Takeshi Kitano retourne à Cannes: "Je déteste être influencé" (entretien à l'AFP)
"Je déteste être influencé", confie le réalisateur japonais culte Takeshi Kitano dans un entretien exclusif accordé cette semaine à l'AFP avant son départ pour le festival de Cannes, où son nouveau film, "Kubi", sera dévoilé mardi.
Ce film d'époque à grand spectacle, qui se déroule à la fin du XVIème siècle dans un Japon secoué par des conflits entre seigneurs obsédés par l'idée de trancher la nuque ("kubi" en japonais) de leurs rivaux, est le premier long-métrage de Kitano depuis six ans.
Et le réalisateur de 76 ans touche-à-tout (il est aussi animateur à la télévision japonaise, peintre, écrivain...) n'était plus apparu sur la Croisette depuis la sortie de son film "Outrage" en 2010.
Même si "Kubi" ne figure pas en compétition officielle, étant inscrit dans la section parallèle "Cannes Première", le grand retour de Kitano au cinéma s'annonce comme un temps fort du festival.
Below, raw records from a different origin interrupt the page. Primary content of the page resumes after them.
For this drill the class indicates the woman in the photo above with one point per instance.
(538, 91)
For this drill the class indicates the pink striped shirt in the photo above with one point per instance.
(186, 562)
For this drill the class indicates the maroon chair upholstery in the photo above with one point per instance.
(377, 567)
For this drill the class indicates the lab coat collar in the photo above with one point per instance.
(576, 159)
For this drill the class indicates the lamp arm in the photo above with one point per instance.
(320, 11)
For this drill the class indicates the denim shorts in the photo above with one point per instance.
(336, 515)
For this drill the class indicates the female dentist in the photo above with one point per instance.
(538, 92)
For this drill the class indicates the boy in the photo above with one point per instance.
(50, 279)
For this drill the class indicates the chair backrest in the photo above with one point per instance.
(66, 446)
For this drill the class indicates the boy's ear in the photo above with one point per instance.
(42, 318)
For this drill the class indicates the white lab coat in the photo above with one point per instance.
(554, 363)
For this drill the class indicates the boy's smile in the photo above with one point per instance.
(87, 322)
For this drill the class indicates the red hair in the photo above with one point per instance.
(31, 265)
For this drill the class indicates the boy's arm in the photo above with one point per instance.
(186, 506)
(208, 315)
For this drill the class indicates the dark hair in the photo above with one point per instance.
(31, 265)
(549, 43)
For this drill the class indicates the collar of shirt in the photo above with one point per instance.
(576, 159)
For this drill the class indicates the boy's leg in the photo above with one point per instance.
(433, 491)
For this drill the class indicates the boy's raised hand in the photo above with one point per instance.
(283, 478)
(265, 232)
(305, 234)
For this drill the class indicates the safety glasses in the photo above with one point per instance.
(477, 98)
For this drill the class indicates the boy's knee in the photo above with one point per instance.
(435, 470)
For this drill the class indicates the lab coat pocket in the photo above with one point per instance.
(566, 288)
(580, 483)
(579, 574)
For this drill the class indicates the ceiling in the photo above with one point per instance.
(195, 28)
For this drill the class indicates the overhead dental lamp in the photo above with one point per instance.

Calé dans le sofa de sa loge dans un studio de la chaîne TV Asahi à Tokyo, juste après l'enregistrement d'une émission politique dont il est l'animateur vedette depuis des décennies, le cinéaste préfère cependant minimiser l'événement et les enjeux.
"Cela fait longtemps que j'essaie d'arrêter la télévision et le cinéma (...). Donc je me suis dit que ce film serait mon dernier. Mais après le tournage, le film a été bien reçu par les acteurs et les membres de l'équipe", ce qui est "la meilleure chose pour moi", explique Kitano.
- "Pas de pression" -
"Je n'ai pas l'intention de cartonner avec mes films ou de gagner de l'argent à partir de maintenant, donc je ne suis pas ému par quoi que ce soit" concernant Cannes. "Je ne ressens pas de pression", affirme-t-il.
Entamée à la fin des années 1980, alors qu'il était déjà célèbre au Japon comme humoriste et animateur de télévision burlesque sous le pseudonyme de "Beat" Takeshi, sa carrière de réalisateur a révélé un tout autre Kitano, profond, sensible et torturé.
Il se fait repérer à l'étranger à partir de son film "Sonatine" (1993) et remporte le Lion d'Or à la Mostra de Venise en 1997 avec "Hana-bi", détournant à sa façon le genre japonais traditionnel du "yakuza eiga" (films de yakuzas).
Et dans "Zatoïchi" (2003), son plus grand succès commercial à ce jour, il dépoussiérait déjà les films de samouraïs, un autre genre classique japonais.
"Kubi", dans lequel joue par ailleurs Kitano, est ainsi son deuxième film d'époque, et promet une version très crue et personnelle sur un événement central dans l'histoire du Japon mais toujours entouré de mystères: "l'incident du Honno-ji" en 1582, un complot fatal au chef de guerre le plus puissant de l'archipel, Oda Nobunaga.
Production à gros budget pour des standards japonais (1,5 milliard de yens, soit plus de 10 millions d'euros), "Kubi" est aussi le film le plus cher de Kitano à ce jour.
"J'avais envie d'essayer quelque chose à plus grande échelle", explique-t-il, avouant qu'il aurait toutefois souhaité "trois fois plus" de budget et de figurants.
- Faire "ce qu'il me plaît" -
Kitano avait rédigé un synopsis de "Kubi" il y a 30 ans, au tout début de sa carrière de réalisateur. Mais ce n'est qu'après avoir écrit et publié en 2019 un roman éponyme au Japon que la machine pour concrétiser le film s'est enclenchée.
Mais comment s'approprier un genre sublimé par Akira Kurosawa (1910-1998), le grand maître japonais derrière "Les Sept Samouraïs", "Kagemusha" ou "Ran", et dont Kitano est lui-même un fervent admirateur?
"J'ai essayé de ne pas regarder les scènes de bataille dans les films de Kurosawa pour éviter qu'elles m'influencent", explique-t-il. "Je déteste être influencé".
La loyauté, la trahison, les codes d'honneur japonais: on retrouve dans "Kubi" des thèmes chers à Kitano, qui voulait exposer cette période troublée du Japon sous un aspect bien plus sombre, sanglant et intime que dans les productions nippones édulcorées habituelles.
"Je fais juste ce qu'il me plaît (...). Je ne me soucie pas trop de savoir si les spectateurs vont se dire +C'est le style de Takeshi+", dit le réalisateur, qui se "fiche complètement" de son statut de légende du cinéma.
"Je serais très heureux si une oeuvre que j'ai filmée avec détachement recevait de nouveau un bon accueil, mais ça ne veut pas dire que je vais essayer de faire plaisir", lance encore cet éternel libertaire.